A Review of Superintelligence: Paths, Dangers, Strategies by Nick Bostrum

Michael Prinzing
The Practical Philosopher
7 min readFeb 2, 2017

--

Oxford University Press; ISBN 978–0198739838; 390 pages

Warning: This review is more academic than the average Practical Philosopher article.

Nick Bostrum’s book, Superintelligence: Paths, Dangers, Strategies, is the culmination of a small, but quickly expanding body of literature on the prospects for the rise of extremely advanced artificial general intelligence. ‘Superintelligence’ as Bostrum uses the term, refers to ‘[a]ny intellect that greatly exceeds the cognitive performance of humans in virtually all domains of interest’ (Bostrum 2014, 22). The book explores the ways in which such an intellect might come to be, and what may happen to us — and to the world — if one did.

The book is commendable both for its scope and innovation. Bostrum has done a remarkable job of balancing readability with rigor.

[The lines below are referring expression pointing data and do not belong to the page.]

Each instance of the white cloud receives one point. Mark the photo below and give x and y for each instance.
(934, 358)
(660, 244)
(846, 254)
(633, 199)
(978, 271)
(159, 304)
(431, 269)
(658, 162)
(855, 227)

The result is a book that will have something of interest for technical and non-technical, philosophical and non-philosophical readers alike. Superintelligence is certainly worth a read for anyone interested in artificial intelligence (henceforth AI), existential risks, and the prospects for humanity’s future.

The book has 15 chapters. Chapter 1 surveys the history of AI and presents some polling data from AI researchers on their anticipations for its future. Chapter 2 begins the main thread of the book by discussing various ways in which we might build AI, and how it might eventually become superintelligent. Chapter 3 elaborates on the concept of superintelligence, suggesting three (in practice equivalent, Bostrum thinks) ways an agent could qualify as superintelligent. Chapters 4–6 explore some possible paths that a roughly human-level AI might take in developing into a superintelligent AI. These chapters also discuss the advantages a superintelligence would have against its competitors. Chapter 7 discusses what we can surmise about the will of a superintelligent being. Bostrum argues that a superintelligence could conceivably have just about any possible final goal. (More on this question below.) Chapters 8–10 cover what Bostrum calls the ‘control problem’, the problem of keeping a superintelligent intellect from destroying humanity. Bostrum’s conclusion is that there is little hope of constraining an unfriendly superintelligence, and thus that the solution must involve making sure that the superintelligence wants to pursue ends that we value. Thus, Chapters 11–13 explain the difficulty of programming an AI to pursue ends that we would approve of, and propose several methods for solving this ‘value-loading problem’ (Bostrum 2014, 226). Finally, Chapters 14 and 15 suggest where we might go from here, offering some guidance on how to make the more appealing outcomes more likely, and the less appealing outcomes less likely.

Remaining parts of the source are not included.